Tanis alargó la mano, agarró a Alfeñique por el cuello de la camisa y lo obligó a dar media vuelta.

Scowarr palideció al ver aparecer otra pata gigantesca.

—No es posible —dijo incrédulo, con voz temblorosa.

Otra pata pasó por encima del parapeto. Después, otra más. La empalizada se alabeó a causa del peso y gimió, como anunciando el horror que se avecinaba, en tanto la araña empujaba hacia abajo, apoyada en las patas delanteras. El cuerpo grotesco de la criatura surgió de súbito, con las patas posteriores ondeando tras él hasta que encontraron agarre en lo alto del parapeto.

Un instante después, más patas de arañas, largas, afiladas como cuchillas, empapadas de sangre, aparecieron a todo lo largo de las paredes de la fortificación. Por doquier surgían los negros miembros aferrándose, tanteando, trepando. Las réplicas de araña treparon a lo alto en pos de su original, cual una pesadilla de muerte que avanzaba de manera inexorable y descendía de las barricadas.

—Me siento como una mosca —masculló Scowarr.

—Y tendrás también el mismo sabor —respondió Tanis.

Ahora se te ocurre hacer chistes.

El semielfo desenvainó la espada encantada cuya hoja irradiaba un fulgor rojizo. Scowarr hizo otro tanto y sacó su propia arma de la vaina.

—No. —Tanis detuvo al humano antes de que la espada acabara de salir de la funda—. Ve a buscar ayuda. Tengo localizada a la verdadera araña y, si consigo mantenerla a raya, las réplicas no seguirán adelante.

—No puedes luchar solo contra ella —insistió el hombrecillo.

A Tanis le conmovió el gesto de Alfeñique; se aprestó a la lucha.

—Eres un gran hombre, amigo mío. No permitas que nadie te diga lo contrario. Pero me ayudarás mejor haciendo lo que te pido. Ve en busca de Kishpa. La araña no esperará mientras nosotros discutimos.

Scowarr se mostró indeciso.

—No estoy seguro de que haga bien marchándome.

Tanis giró sobre sus talones y apoyó la punta de la espada en la garganta del hombrecillo.

—¿Y ahora, lo estás?

—Eh… sí. —Alfeñique parpadeó.

—¡Entonces, vete de una vez!

El humano obedeció a Tanis y echó a correr tan deprisa como se lo permitían las piernas en la dirección por la que habían desaparecido las gentes del pueblo.

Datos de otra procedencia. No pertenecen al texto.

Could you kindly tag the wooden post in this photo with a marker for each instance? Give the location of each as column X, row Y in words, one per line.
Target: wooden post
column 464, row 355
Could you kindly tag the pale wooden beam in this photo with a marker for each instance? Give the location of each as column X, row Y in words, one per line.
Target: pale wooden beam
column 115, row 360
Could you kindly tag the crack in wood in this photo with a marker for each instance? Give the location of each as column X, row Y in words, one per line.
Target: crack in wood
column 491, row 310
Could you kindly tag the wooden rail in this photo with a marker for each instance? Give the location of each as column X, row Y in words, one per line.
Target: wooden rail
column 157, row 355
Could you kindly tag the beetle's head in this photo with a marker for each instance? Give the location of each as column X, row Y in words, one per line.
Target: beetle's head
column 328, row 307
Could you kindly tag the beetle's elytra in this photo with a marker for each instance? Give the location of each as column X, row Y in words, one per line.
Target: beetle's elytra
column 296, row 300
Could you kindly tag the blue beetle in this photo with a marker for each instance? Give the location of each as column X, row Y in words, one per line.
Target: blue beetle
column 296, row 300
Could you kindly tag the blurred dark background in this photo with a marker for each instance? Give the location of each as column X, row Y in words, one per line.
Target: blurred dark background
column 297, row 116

La enorme araña, producto de un conjuro, percibió la presencia de la magia de Kishpa en el reluciente metal de la espada de Tanis; aquello era un peligro. La criatura frotó las horrendas patas y un chirrido espeluznante hendió el aire. El semielfo comprendió que se trataba de una llamada a sus réplicas, a fin de que formaran un círculo protector a su alrededor. Las arañas ficticias se acercaron a su amo en medio de un revuelo de patas presurosas.

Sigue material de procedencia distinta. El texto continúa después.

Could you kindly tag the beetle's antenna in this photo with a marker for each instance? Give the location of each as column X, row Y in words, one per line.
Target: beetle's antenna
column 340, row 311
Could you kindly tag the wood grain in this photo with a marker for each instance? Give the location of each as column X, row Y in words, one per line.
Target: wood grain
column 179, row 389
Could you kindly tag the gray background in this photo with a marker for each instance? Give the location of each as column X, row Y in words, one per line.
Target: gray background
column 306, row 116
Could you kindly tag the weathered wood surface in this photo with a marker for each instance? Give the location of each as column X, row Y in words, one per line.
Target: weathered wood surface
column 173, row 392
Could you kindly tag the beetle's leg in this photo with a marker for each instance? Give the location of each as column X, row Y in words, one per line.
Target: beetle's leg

Tanis, que intentaba con desesperación no perder de vista a la única araña real en el confuso tropel de estos grotescos gigantes, se lanzó a la carga con la espada enarbolada.

Su primer pensamiento, conforme se adentraba en aquella maraña de monstruos, era que estaba cometiendo un suicidio. Las arañas, cuyo tamaño lo sobrepasaban con mucho, se encumbraban sobre él y se preguntó hasta qué punto sería eficaz incluso una espada mágica cuando todo lo que podía atacar eran las patas de las criaturas. Aun así, descargó un golpe contra uno de los miembros del primer monstruo que se interponía en su camino. El acero desgarró un trozo de la pata y por la herida manó un chorro de sangre; el hecho puso de manifiesto que, aun siendo réplicas ficticias, no por ello eran espejismos. Podían morir y matar. De hecho, todos los duplicados sufrieron el mismo daño; la sangre brotó de numerosas patas hendidas.

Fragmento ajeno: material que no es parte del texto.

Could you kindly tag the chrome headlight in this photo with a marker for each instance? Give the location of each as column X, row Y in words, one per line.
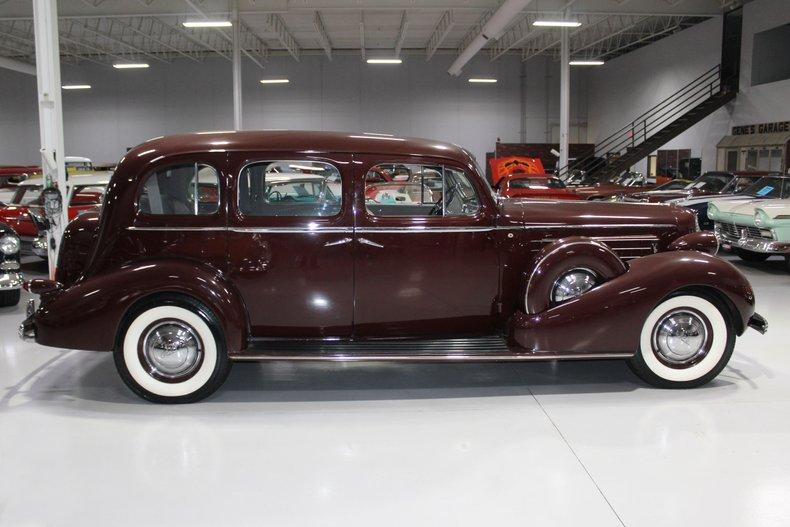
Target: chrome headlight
column 9, row 244
column 574, row 283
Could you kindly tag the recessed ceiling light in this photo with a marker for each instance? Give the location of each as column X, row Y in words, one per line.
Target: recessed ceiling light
column 556, row 23
column 207, row 23
column 586, row 63
column 129, row 65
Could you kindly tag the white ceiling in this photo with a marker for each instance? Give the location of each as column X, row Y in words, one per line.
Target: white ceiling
column 107, row 31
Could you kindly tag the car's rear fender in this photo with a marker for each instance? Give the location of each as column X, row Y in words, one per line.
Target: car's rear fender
column 87, row 315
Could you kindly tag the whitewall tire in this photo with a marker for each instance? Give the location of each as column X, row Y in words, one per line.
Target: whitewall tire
column 172, row 351
column 685, row 342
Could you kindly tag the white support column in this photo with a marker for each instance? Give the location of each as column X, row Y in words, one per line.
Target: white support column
column 237, row 123
column 565, row 97
column 50, row 115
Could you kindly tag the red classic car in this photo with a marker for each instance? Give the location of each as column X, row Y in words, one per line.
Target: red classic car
column 85, row 192
column 544, row 186
column 180, row 284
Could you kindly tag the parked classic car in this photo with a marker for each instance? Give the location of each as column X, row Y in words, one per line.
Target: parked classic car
column 754, row 229
column 708, row 184
column 543, row 186
column 84, row 193
column 771, row 186
column 179, row 290
column 10, row 277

Las heridas despertaron en las criaturas una furia asesina. Aquellas más cercanas a Tanis intentaron golpearlo con sus afiladas patas. Sin embargo, el semielfo disponía de un arma más veloz, más cortante. La reluciente espada, cual una extensión de su propio brazo, se movió veloz como el rayo centelleando primero a la izquierda, luego a la derecha, sesgando pedazos de patas con la misma eficacia que un hacha de leñador.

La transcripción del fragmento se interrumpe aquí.